O professor Adam Szymanski, da Faculdade de Ciências Políticas e Estudos Internacionais da Universidade de Varsóvia, considera que há três razões principais que levam os cidadãos a votar no PiS: “Por um lado, os benefícios sociais concedidos pelo Governo; por outro, as pessoas se sentem importantes pela primeira vez porque compram a retórica populista do Executivo, que proclama que são os primeiros a se interessar por elas; e, por fim, a ausência de uma oposição forte”. Na sua opinião, na Polônia falta educação cívica. "As pessoas não entendem por que a Corte Constitucional é importante", lamenta.
Embora seja impossível adivinhar quais serão os próximos passos do Governo do Lei e Justiça, Aleksander Smolar, analista político da Fundação Stefan Batory, explica que até agora vários elementos serviram como muro de contenção contra a guinada autoritária do PiS. “A resistência de centenas de juízes [que se mobilizaram quando a reforma do Supremo foi iniciada]; a da população, especialmente com os protestos dos dois primeiros anos do Governo; e a internacional, sobretudo a reação da UE”, afirma.
"É importante ir votar para mudar o Governo. Talvez agora não seja possível, mas, se queremos ser livres, temos que fazer tudo o que for necessário", afirmou neste domingo ao meio-dia Jakub, 35 anos, às portas de uma seção eleitoral lotada, localizada no coração de Varsóvia. “Há muitos jovens que não estão felizes com este Governo. Para que o futuro mude e seja melhor, precisamos votar”, comentava Klaudia, de 28 anos, sem muita esperança de alcançar esse resultado.
Nesse sentido, o líder da Plataforma Cívica, Grzegorz Schetyna –que decidiu não se apresentar como candidato– se dirigiu a seu eleitorado depois de conhecer os resultados. "Este é o único caminho, continuar trabalhando. Há eleições pela frente, as presidenciais [em 2020], e vamos vencê-las, é nossa promessa", concluiu.

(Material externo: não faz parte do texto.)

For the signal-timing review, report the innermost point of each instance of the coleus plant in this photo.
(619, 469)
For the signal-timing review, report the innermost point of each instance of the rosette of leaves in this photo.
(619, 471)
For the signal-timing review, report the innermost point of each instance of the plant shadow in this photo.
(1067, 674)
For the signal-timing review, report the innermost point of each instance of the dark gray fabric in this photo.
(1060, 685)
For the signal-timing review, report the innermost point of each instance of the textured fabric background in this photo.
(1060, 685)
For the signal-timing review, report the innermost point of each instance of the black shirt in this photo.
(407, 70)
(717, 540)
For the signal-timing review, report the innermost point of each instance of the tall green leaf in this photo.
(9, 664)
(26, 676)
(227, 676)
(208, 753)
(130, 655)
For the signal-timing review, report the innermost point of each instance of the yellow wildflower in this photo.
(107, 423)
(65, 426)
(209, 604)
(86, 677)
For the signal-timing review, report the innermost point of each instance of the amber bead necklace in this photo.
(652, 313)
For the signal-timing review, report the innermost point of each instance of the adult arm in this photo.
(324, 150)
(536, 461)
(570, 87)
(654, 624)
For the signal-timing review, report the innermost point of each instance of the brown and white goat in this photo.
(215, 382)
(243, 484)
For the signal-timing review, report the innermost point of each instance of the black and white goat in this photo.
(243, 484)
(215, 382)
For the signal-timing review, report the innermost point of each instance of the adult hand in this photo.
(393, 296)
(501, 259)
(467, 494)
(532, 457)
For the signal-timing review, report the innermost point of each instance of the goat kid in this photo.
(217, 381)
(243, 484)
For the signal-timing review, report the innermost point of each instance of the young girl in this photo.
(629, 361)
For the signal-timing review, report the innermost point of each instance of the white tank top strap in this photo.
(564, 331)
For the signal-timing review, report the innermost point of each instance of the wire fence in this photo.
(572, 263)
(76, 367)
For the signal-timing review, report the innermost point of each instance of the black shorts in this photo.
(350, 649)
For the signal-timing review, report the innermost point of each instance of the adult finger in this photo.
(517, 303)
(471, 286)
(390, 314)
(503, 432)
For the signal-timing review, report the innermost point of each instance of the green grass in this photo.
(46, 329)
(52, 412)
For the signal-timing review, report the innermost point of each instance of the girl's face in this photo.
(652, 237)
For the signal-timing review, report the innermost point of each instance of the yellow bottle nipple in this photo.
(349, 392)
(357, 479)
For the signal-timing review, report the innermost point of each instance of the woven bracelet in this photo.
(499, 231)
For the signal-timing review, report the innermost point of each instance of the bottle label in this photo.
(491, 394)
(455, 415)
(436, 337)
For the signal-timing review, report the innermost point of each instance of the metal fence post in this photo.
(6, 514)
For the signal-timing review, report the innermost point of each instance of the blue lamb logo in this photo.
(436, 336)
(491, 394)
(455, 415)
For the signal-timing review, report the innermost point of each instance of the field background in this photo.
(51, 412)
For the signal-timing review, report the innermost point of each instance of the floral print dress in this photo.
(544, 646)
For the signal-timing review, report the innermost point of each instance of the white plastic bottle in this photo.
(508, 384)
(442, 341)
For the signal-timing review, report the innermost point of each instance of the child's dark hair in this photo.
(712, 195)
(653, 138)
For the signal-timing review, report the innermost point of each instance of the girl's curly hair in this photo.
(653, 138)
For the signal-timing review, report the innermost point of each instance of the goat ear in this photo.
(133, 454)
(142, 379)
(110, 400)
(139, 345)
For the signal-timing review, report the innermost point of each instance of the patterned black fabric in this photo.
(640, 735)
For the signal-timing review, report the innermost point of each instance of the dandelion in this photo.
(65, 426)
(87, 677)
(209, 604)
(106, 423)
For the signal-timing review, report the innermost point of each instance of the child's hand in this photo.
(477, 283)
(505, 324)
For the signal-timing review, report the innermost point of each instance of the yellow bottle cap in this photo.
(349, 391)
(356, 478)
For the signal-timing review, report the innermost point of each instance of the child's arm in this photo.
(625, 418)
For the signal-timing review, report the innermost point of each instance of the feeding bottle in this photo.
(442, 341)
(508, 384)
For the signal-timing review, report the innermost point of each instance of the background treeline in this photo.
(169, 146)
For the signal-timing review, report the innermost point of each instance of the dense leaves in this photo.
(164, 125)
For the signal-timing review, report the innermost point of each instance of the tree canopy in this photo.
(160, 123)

Mateusz Morawiecki: O homem escolhido por Kaczynski
Apesar de ter buscado o cargo de primeiro ministro, Mateusz Morawiecki (Wrocław [Breslávia], 51 anos) não foi o rosto da campanha do partido Lei e Justiça (PiS). Ele também não atuou como líder do Governo desde que foi nomeado para o cargo em dezembro de 2017. É impossível entender a ascensão deste homem da banca, um tecnocrata alheio à política antes da chegada do PiS ao poder, em 2015, sem olhar para a figura do ultracatólico Jaroslaw Kaczynski. O presidente do partido administrou o país da sombra nos últimos quatro anos. Uma percepção compartilhada por analistas e pessoas comuns. Morawiecki assumiu o cargo no meio do mandato. Naquela época, a primeira-ministra Beata Szydlo desfrutava de grande popularidade no país. Na opinião da doutora em Ciências Políticas Malgorzata Kaczorowska, da Universidade de Varsóvia, Kaczynski decidiu substituí-la no cargo por um homem que projetasse outra imagem da Polônia no exterior, mas também porque "ter o controle de um político que goza de um grande apoio social é bastante complicado, ele pode começar a ser independente", comenta. "Morawiecki vem de fora e não tem mais apoio dentro do PiS do que Kaczynski, que é seu padrinho", observa.
Formado em Administração de Empresas, foi diretor-executivo do Banco Santander na Polônia –uma subsidiária do espanhol– e antes de assumir o posto de primeiro ministro atuou neste Governo como vice-primeiro-ministro e ministro de Desenvolvimento e Finanças. Seu pai, Kornel Morawiecki, que morreu em setembro, foi o líder do Solidariedade em Luta, uma das cisões radicais do movimento Solidariedade, e na última legislatura ocupou uma cadeira no Congresso por um partido de oposição.